From: Thompson, Bryan B. <BRYAN.B.THOMPSON@saic.com> - 2005-10-31 15:00:24
I have some interesting results to report when benchmarking our
application on jdbm. Our benchmark is essentially an insert test,
but it performs a variety of queries against data during the insert
so the locality of object reference is relatively large. The final
store size in 49M, so everything could run in memory during the
transaction (the test is a single transaction).
The baseline for my efforts used the "soft" cache with an internal MRU
of 1000. I also implemented a "CacheAll" option for benchmarking
purposes. It does not evict anything from the cache. Given the "lazy
insert" policy, this means that we defer all allocation of physical rows
and serialization until the commit, at which point we traverse the cache
and log everything.
1. The "lazy insert" change results in a 13% performance gain (measured
with the soft cache).
2. If I use record compression (all records) and play some games to
increase the record size (by combining some individual records within
a compound object), then I can get the store down to 39% of the space
for 117% of the time. I think that exploring record compression
further might pay off. More later on this. (Again, this was using
the "soft" cache.)
3. The "CacheAll" policy reduced the runtime until the start of the
commit by 50%! The total runtime was effectively unchanged.
When using the "soft" cache the high tide (maximum #of objects in the
cache at any one time) for the cache was 100k objects, but there were
300k persistent objects created during execution.

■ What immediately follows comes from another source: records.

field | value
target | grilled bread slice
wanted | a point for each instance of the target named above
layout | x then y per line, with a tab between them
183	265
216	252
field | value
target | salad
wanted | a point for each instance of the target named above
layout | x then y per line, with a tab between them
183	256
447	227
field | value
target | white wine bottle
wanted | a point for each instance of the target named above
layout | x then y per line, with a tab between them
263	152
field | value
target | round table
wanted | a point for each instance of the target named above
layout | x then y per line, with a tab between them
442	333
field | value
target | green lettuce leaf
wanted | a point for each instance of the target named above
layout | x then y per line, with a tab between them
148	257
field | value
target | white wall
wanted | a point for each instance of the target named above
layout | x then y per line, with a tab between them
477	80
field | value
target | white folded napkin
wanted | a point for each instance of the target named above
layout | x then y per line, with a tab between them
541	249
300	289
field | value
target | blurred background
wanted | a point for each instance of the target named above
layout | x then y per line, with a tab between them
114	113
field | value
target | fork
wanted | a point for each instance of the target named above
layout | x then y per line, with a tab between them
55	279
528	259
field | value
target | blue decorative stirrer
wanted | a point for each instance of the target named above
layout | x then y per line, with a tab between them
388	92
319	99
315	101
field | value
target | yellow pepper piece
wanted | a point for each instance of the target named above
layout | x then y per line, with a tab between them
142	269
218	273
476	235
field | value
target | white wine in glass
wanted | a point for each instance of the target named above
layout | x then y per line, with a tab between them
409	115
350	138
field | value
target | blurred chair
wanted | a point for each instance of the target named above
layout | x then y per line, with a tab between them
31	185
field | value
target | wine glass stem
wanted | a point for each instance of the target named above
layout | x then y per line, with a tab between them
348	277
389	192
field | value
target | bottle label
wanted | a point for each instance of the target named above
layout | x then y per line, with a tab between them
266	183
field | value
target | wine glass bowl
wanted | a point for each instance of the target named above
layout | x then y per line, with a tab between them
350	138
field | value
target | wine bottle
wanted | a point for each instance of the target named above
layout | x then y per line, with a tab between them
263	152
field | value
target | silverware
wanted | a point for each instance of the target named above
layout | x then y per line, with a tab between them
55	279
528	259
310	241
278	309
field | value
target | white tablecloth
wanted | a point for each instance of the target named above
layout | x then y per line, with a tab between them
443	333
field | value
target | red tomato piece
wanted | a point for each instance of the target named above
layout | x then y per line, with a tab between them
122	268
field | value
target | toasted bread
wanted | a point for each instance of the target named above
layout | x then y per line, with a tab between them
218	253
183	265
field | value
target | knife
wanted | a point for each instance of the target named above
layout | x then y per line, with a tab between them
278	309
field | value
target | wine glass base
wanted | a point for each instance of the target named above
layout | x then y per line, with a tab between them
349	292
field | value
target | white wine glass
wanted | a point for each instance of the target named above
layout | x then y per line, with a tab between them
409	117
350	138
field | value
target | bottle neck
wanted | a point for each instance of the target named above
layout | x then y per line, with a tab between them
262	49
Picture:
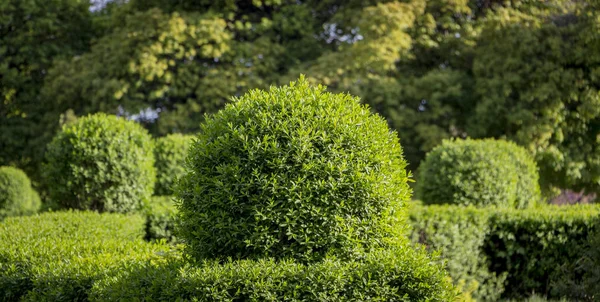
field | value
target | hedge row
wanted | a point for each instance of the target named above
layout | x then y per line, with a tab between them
59	256
508	253
78	256
401	275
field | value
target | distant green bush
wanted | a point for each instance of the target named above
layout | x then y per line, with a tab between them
510	253
479	172
58	256
100	162
170	152
17	197
161	215
459	233
293	172
401	275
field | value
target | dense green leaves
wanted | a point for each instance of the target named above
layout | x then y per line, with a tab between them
401	275
169	155
101	163
479	172
59	256
17	197
32	34
512	253
291	172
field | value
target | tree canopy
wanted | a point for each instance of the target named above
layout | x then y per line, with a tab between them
525	71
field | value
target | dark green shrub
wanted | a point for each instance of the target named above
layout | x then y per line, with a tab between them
169	153
479	172
531	250
291	172
580	280
459	234
17	197
100	162
402	275
58	256
161	214
531	246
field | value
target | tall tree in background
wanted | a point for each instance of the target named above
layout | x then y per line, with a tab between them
32	34
538	84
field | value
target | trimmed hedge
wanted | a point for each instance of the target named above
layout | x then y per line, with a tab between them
169	153
81	256
161	215
459	234
100	162
293	172
510	252
59	256
17	197
479	172
402	275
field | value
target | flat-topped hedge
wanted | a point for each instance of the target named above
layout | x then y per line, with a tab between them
510	253
59	256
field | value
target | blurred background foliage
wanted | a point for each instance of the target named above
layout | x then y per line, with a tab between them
526	71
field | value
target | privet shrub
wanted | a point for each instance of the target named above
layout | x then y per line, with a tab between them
478	172
169	154
293	172
59	256
399	275
102	163
512	253
459	234
161	214
17	197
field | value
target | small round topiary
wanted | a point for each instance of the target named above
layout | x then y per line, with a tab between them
17	197
293	172
169	154
479	172
100	162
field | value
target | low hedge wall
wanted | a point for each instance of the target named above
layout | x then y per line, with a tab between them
85	256
401	275
59	256
509	253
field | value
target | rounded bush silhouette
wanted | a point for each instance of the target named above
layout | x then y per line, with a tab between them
293	172
169	154
100	162
17	197
480	173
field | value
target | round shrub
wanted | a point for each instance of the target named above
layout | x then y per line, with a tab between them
169	154
100	162
293	172
479	172
17	197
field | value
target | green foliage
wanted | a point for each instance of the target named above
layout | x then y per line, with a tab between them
580	280
402	275
479	172
102	163
532	245
512	253
32	34
161	215
459	234
169	154
17	197
291	172
545	96
59	256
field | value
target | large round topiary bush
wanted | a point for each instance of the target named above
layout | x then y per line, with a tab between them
100	162
169	153
293	172
17	197
478	172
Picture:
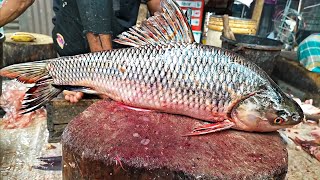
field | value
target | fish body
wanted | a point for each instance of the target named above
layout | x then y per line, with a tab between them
191	79
167	71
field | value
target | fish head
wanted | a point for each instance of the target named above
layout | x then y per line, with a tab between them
266	112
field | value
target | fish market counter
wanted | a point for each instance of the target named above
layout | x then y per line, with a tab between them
108	141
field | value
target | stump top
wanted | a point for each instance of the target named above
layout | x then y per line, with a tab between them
153	141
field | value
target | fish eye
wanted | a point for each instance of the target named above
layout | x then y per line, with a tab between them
278	120
295	117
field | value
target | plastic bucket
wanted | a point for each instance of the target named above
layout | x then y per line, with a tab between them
261	51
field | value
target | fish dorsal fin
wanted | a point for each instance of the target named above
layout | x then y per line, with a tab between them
169	25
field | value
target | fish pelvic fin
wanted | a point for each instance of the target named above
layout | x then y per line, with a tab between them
168	25
35	73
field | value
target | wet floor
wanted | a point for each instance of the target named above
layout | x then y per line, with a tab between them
20	149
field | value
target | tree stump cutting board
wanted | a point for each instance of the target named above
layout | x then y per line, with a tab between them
107	141
18	52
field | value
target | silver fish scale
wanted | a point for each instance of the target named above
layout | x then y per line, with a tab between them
178	78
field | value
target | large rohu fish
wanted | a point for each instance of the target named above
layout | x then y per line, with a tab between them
167	71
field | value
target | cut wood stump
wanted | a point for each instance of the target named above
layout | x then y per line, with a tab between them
18	52
60	112
108	141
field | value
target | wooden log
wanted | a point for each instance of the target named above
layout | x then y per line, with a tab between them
109	142
17	52
60	112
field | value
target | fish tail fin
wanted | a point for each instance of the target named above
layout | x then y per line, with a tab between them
37	74
169	25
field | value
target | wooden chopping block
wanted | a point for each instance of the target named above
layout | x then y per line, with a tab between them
60	112
111	142
18	52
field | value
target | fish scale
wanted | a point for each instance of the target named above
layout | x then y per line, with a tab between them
204	78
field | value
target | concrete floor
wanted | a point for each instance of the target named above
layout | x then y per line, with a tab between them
20	149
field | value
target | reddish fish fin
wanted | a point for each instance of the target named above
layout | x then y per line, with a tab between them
133	108
211	128
168	25
25	72
35	73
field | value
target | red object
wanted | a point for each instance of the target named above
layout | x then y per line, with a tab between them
197	7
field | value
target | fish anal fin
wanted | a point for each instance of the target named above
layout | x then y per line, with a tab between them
133	108
84	89
211	128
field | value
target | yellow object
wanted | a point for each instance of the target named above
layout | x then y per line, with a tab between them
22	37
237	25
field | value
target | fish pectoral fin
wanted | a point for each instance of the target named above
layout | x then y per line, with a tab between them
83	89
134	108
212	127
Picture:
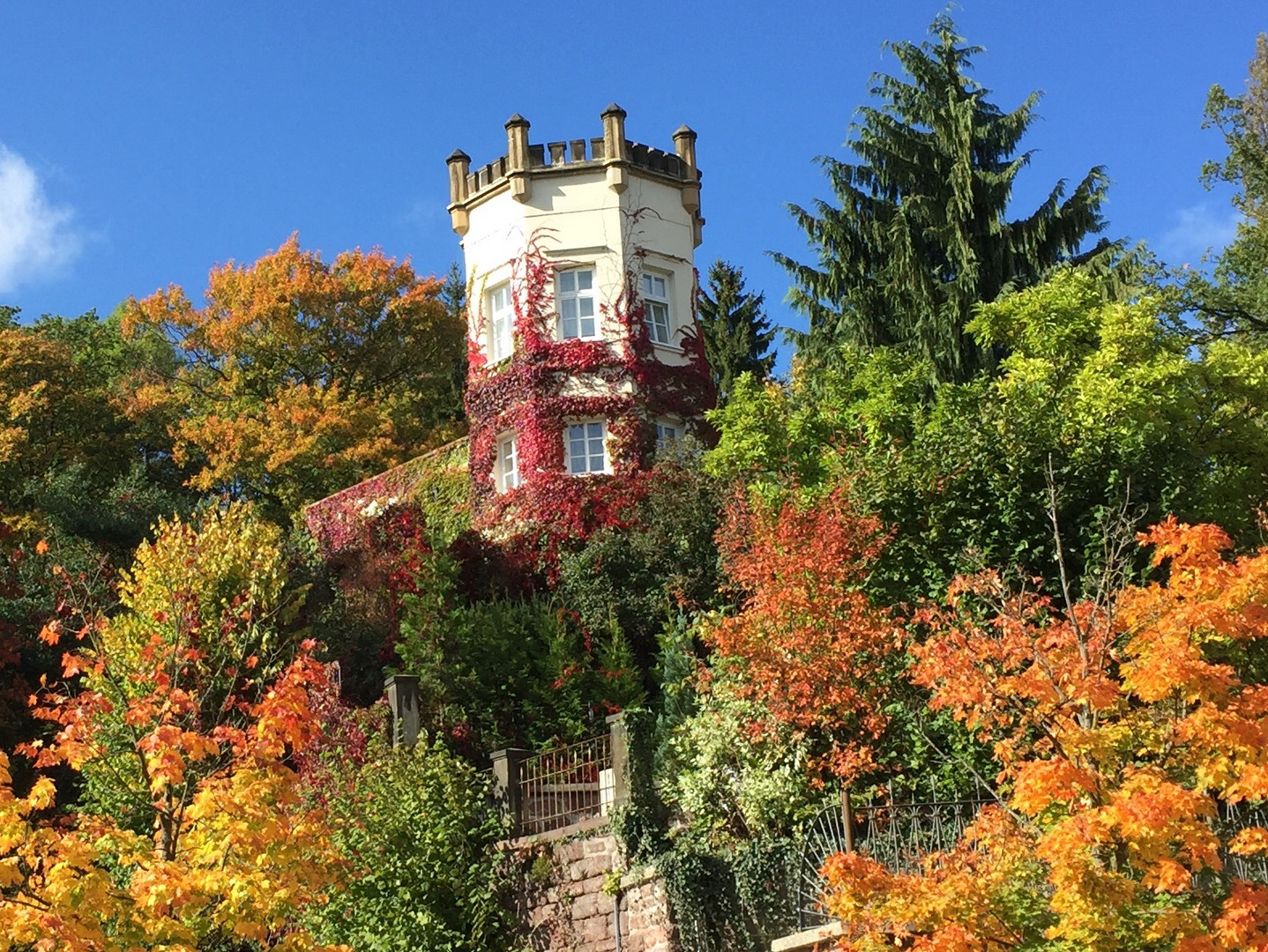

This means that
2/3rds of the records were alloacted physical rows and serialized before
the commit (in response to cache evictions).
Based on this, I believe that we could realize a very significant
performance gain in jdbm by optimizing the process by which objects
leave the cache and are laid down on disk during a transaction. I am
running these tests on my laptop, but it can write 50M (6396 blocks)
in under 4 seconds using RandomAccessFile. jdbm is spending nearly
30 seconds to allocate the necessary physical rows, serialize the
objects, and write that much data.
When using the "soft" cache:
serialization time: 93ms
deserialization time: 1184ms
When using the "CacheAll" policy:
serialization time: 153ms
deserialization time: 0ms
From this is is clear that serialization costs are not dominating cache
evication and the commit. At the same time it is clear that raw block
I/O is not the dominating factor either. The bulk of these costs are
therefore related to the allocation of physical rows and to the manner
in which the dirty pages are being migrated to disk during the
I do not have a design to propose, but I am thinking in terms of:
- accumulating evicted records until we have several pages worth before
allocating their physical rows. (records could be serialized on
eviction so that we know the required allocation size.)
- clustering objects onto pages during eviction.
- re-implementing RecordFile and TransactionManager w/ DBCache (rather
than optimizing the existing transaction manager).
- exploring the tradeoff point between in place updates of records on
pages and re-allocation of records on dirty pages (an extreme version
of merging free records in which we re-allocate all records on a page
which has undergone updates which do not fit in place so that we can
take advantage of a batch-oriented physical row allocation and
- evaluation record compression options further. e.g., by aliasing more
than one record into the same physical row (using a some bits in the
translation page slot to dealias the records in the physical row when
it is unpacked).